Las mujeres enfrentamos en la niñez un pozo profundísimo, parecido
a los cráteres que deja un bombardeo, e indefectiblemente caemos
desde una altura que hace imposible llegar al fondo
sin quebrarse las dos piernas. Ninguna sale intacta y sin embargo
suele decirse que se trata de un malentendido, que no hubo tal caída,
que todas las mujeres exageran. Lleva una vida completa
poder decir: esto ha pasado, fui dañada,
acá está la prueba, los huesos rotos,
la columna vertebral vencida, porque después
de una caída como esa se anda de rodillas, o inclinada,
en constante actitud de terror o reverencia.

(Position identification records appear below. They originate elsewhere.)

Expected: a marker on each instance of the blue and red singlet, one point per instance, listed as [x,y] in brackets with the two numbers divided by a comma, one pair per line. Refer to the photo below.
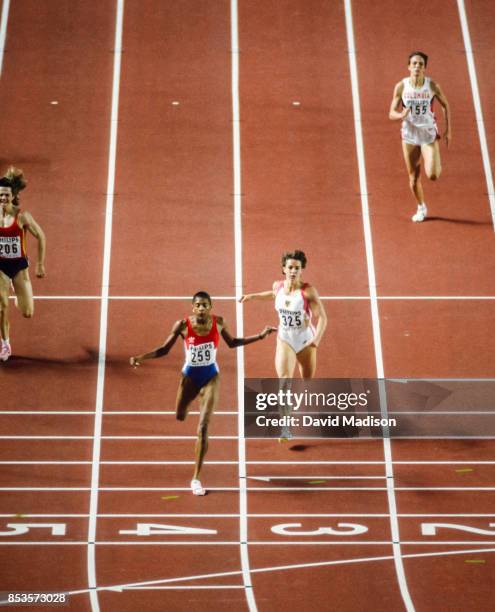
[13,256]
[201,354]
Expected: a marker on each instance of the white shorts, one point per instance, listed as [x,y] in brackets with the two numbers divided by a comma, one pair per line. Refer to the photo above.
[418,135]
[297,339]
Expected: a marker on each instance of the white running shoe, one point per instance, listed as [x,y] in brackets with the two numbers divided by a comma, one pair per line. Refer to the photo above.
[420,214]
[285,434]
[197,488]
[5,351]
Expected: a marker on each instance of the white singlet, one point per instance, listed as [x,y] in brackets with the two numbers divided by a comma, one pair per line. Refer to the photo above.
[294,318]
[419,127]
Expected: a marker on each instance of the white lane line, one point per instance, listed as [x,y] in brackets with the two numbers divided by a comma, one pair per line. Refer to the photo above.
[477,106]
[232,297]
[3,31]
[236,543]
[141,413]
[107,246]
[119,587]
[425,463]
[62,437]
[116,463]
[236,515]
[308,489]
[100,437]
[237,190]
[228,438]
[394,523]
[188,587]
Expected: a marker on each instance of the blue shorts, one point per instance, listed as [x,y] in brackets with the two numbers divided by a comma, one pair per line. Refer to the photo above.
[200,375]
[11,267]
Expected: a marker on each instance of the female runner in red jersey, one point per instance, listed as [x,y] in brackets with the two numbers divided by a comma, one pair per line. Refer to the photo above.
[13,257]
[200,375]
[297,304]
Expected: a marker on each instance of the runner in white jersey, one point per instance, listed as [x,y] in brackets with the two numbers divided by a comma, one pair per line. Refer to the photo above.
[200,375]
[297,303]
[412,103]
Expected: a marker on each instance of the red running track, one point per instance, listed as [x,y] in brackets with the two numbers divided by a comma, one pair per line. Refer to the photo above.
[173,233]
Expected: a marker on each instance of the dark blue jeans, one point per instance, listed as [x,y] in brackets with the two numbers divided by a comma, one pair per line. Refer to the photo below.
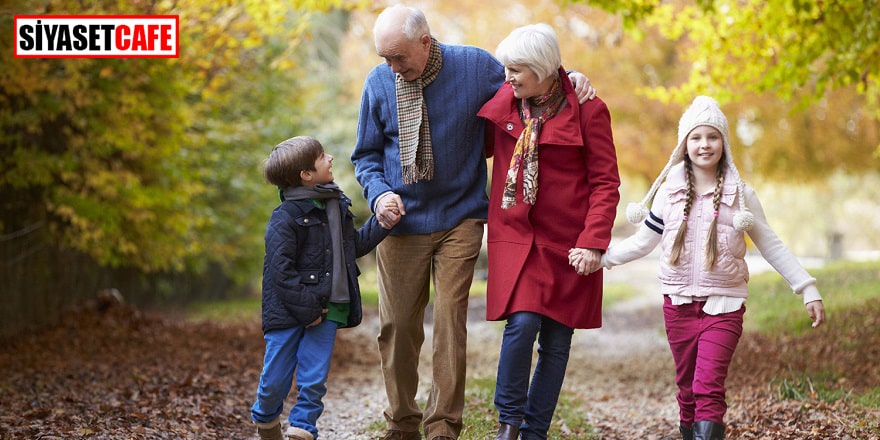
[520,404]
[307,352]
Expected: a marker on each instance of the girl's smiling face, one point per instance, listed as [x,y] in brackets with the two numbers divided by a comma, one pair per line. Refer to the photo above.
[705,146]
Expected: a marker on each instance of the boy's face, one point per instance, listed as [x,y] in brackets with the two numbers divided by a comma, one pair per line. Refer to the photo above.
[322,174]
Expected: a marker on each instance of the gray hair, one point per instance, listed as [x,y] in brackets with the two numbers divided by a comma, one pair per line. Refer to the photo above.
[414,25]
[534,46]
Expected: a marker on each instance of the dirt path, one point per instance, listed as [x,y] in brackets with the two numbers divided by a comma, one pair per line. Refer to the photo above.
[121,374]
[621,372]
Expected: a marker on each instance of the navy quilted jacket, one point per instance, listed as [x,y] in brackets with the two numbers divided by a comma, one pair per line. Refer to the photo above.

Muy temprano el miedo
es rociado como un veneno sobre el pastizal demasiado vivo
donde de otra manera crecerían plantas parásitas, en nada necesarias,
capaces de comerse en pocos días la tierra entera con su energía salvaje
y desquiciada. Aún así, siempre quedan algunos brotes vivos,
porque quien combate a esas plantas que se van en vicio,
después de un tiempo ya tiene suficiente, de puro saciado se retira
del campo baldío y a veces les perdona la vida
y se va antes de terminar la tarea. No es compasión,
es como si una tempestad se detuviera
porque ya fueron suficientes las vidas arrebatadas, las casas reducidas
a una armazón de palos y hierros desplomados,
que aun restauradas nunca podrían volver a ser las mismas.
La compasión, claro, es otra cosa
que haber saqueado una tierra con tal ferocidad que lo que queda
está tan malogrado que ya no sirve ni como alimento
ni como trofeo de guerra.
En el corto tiempo de gracia antes de la caída,
las mujeres, esos yuyos siempre demasiado crecidos,
andamos por ahí, perdidas y felices, esperando lo que no suele llegar:
la compañía del hermano que no tenga terror a lo desconocido,
a lo sensible. No el hermano que pueda impedir la caída
sino ese capaz de caer junto a nosotras,
desobedeciendo la ley que establece
la universalidad de la conquista, la belleza
de la bota del cazador sobre el cuello partido de la leona
y de su cría. El hermano incapaz de levantar su brazo para marcar a fuego
la espalda de la hermana, la señal que los separaría para siempre,
cada cual en el mundo que le toca: él a causar el daño, ella a sufrirlo
y a engendrar la venganza
del débil que un día se levanta, el esclavo
que incendia la casa del amo y se fuga
y elude el castigo. El mal está en la sangre hace ya tanto
que está diluido y es indiscernible del líquido
que el corazón bombea: el patrón ama esto y el hermano lo sufre,
tan malherido como la mujer a la que él debería
lastimar. El dolor sigue su curso, indiferente,
y el pozo sigue comiéndose vida tras vida, y seguirá,
a menos que algo pase,
un acto de desobediencia casi imposible de imaginar,
como si de repente el cazador se detuviera justo antes del disparo
porque sintió en la carne propia la agitación de la sangre
de su víctima, el terror ante la inminencia de la muerte,
y supo que formar parte de la especie dominante
es ser como una fiera que ha caído
en una trampa de metal que te destroza lentamente
cada músculo, cada ligamento,
para que te desangres antes de poder escapar.